The wail of the cart, that jolted by without stopping, was yet in their ears, when Pilarica, who was still gazing after it, began to dance with excitement.
“O Rafael! Rafael!” she cried. “Come and see! Come quick! These are the wonderfullest people yet.”
She had caught sight of a band of pilgrims on their way to Santiago, to the shrine of St. James, whose festival falls on July twenty-fourth and still attracts devotees from all over the Peninsula, especially the northern provinces and Portugal, and even from beyond the Pyrenees. It was a picturesque group that came footing it bravely up that hot, rocky road. The bright sunshine brought out the crude colors of their homespun petticoats, broidered jackets, blouses, sashes, hose. The women’s heads were wrapped in white kerchiefs, but over these they wore, like the men, broad hats whose rims were caught up on one side by scallop shells. Notwithstanding the mid-afternoon heat, most of them kept on their short, round capes, spangled all over with these pilgrim shells, sacred to St. James. Their staffs, wound with gaudy ribbons, had little gourds fastened to the upper end. Some carried leather water-bottles at their belts, but they had no need of knapsacks, for food was given them freely all along the route and, if charitable lodging failed, the pine groves made fragrant chambers.

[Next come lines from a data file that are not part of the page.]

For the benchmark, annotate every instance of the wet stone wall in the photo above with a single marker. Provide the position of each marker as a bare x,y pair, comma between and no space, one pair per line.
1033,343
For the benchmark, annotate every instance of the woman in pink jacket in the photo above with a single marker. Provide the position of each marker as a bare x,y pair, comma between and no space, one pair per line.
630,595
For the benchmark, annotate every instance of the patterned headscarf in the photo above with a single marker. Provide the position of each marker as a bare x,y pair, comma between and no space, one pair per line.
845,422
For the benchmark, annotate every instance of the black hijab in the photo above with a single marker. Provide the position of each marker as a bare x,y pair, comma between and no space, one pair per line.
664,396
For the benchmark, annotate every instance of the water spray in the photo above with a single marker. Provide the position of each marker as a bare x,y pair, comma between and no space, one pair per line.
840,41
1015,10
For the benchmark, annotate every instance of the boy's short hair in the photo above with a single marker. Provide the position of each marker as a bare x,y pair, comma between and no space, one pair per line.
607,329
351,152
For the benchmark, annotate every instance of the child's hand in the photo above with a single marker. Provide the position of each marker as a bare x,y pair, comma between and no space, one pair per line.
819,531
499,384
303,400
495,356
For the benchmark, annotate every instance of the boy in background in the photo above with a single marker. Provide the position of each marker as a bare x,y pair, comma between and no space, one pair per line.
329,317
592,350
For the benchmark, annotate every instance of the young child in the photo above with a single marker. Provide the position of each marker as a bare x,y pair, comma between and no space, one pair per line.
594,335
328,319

The pilgrims paused to drink at the cascade, and the children, while careful not to intrude, ventured, hand in hand, a little nearer. One man came limping toward them and seated himself on a stone. He was making the pilgrimage barefoot, as an act of devotion, and a thorn had run itself into his heel.
“May I try, sir?” asked Rafael, as the stranger’s lean fingers fumbled rather helplessly at the foot, and instantly, with a twist and a squeeze and an “Out, if you please,” the boy had drawn the thorn. To prevent the embarrassment of thanks, Rafael turned to his sister.
“Sing the riddle, Pilarica,” he directed, and the little girl, Grandfather’s ready pupil, piped obediently:
“It was this very morning,When I was out at play,I found it without seeking it,I sought it without finding it,And because I did not find it,I carried it away.”The dreamy-eyed pilgrim paid no heed to the rhyme, but dropped to his knees, bowed his head to the ground and kissed Pilarica’s little worn sandal.
“For the sake of Our Lady of the Pillar, whose blessed name you bear,” he said, detaching from his cape – which, in addition to the scallop shells, was studded over with amulets of all sorts – a tiny ivory image of the Virgen del Pilar and pressing it into Pilarica’s hand. “Even so she keeps her state in her own cathedral at Saragossa. Ah, that you might behold her as she stands high on her jasper column, her head encircled by a halo of pure gold so thickly set with sparkling gems that the dazzle of their glory hides her face in light!”
A jovial old peasant, whose costume might have been cut out of the rainbow, pushed him rudely to one side.
“Well do I know Our Lady of the Pillar,” he boasted, “and her jewelled shrine in Saragossa, for I am of Aragon, the bravest province in Spain.”
“My father used to live in Saragossa,” volunteered Rafael, with the shy pride that always marked his mentions of his father. “He has told us of Our Lady of the Pillar and of the leaning tower.”